Well, it's time then to consider to make the complete switch to linux : mplayer does the trick.
I use it for all my video pleasure (DivX;-), ASF,mpeg...) and the news page mentions full DVD playback support.
It's my number one choice, i'm not even looking for another one, never had reason to do so. They are still optimizing, and with each update, they get faster and better. It's a very active project.
They are also working on a GUI which looks really neat and is skinnable. -
Re:QT Good. ASF Support = Better.
MPlayer plays ASF files fine in linux.
Although ASF format sucks IMHO. If you ask me, ASF is the dead format, not QuickTime. -
Re:I guess they didn't learn their lesson with DiV
Cough %$Bullshit$% a DIVx rip from dvd under the mystical 700mb cd limit or thereabouts for a 2 hour flick has more artifacts than King Tut's Funeral Chamber.

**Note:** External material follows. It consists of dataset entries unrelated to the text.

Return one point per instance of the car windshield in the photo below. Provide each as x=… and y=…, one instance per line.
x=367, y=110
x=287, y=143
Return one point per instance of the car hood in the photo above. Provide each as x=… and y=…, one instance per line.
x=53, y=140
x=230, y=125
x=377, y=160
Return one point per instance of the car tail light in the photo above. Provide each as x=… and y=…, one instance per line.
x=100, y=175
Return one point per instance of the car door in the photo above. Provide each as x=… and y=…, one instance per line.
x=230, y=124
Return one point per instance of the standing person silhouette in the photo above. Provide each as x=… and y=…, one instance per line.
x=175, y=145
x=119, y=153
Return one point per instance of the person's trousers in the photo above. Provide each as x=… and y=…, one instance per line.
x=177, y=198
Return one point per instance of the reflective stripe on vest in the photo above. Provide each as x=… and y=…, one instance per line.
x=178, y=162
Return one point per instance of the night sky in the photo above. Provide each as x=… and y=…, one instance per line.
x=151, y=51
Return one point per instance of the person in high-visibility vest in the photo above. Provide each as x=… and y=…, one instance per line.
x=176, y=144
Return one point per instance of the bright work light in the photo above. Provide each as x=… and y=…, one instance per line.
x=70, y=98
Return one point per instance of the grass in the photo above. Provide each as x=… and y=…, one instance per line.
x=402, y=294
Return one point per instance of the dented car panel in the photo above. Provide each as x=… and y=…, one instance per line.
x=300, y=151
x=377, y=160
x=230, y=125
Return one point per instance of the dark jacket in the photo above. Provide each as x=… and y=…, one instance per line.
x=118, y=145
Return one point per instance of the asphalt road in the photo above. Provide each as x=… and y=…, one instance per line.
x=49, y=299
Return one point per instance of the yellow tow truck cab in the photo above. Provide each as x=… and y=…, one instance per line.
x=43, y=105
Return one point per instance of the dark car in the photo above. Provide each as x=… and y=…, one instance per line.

Without postprocessing, you're 100% correct. I use mplayer with the opendivx libraries. On a dual celeron 466 and no postprocessing, it is what I would consider the digital equivalent to an EP recording of a copy. However with the postprocessing set to its highest level (4 for DIVx) it is wonderful. Of course, my system isn't good enough to handle this so the audio gets out of sync with the video very quickly.
:-)System: Abit BP6 (Dual Celeron 466), 256M RAM, GeForce2MX-400 (32M). Yes this is in fullscreen under X 4.0.3 with the latest nVidia drivers (1251 I believe). The movie: Varsity Blues. Filesize: 629441536.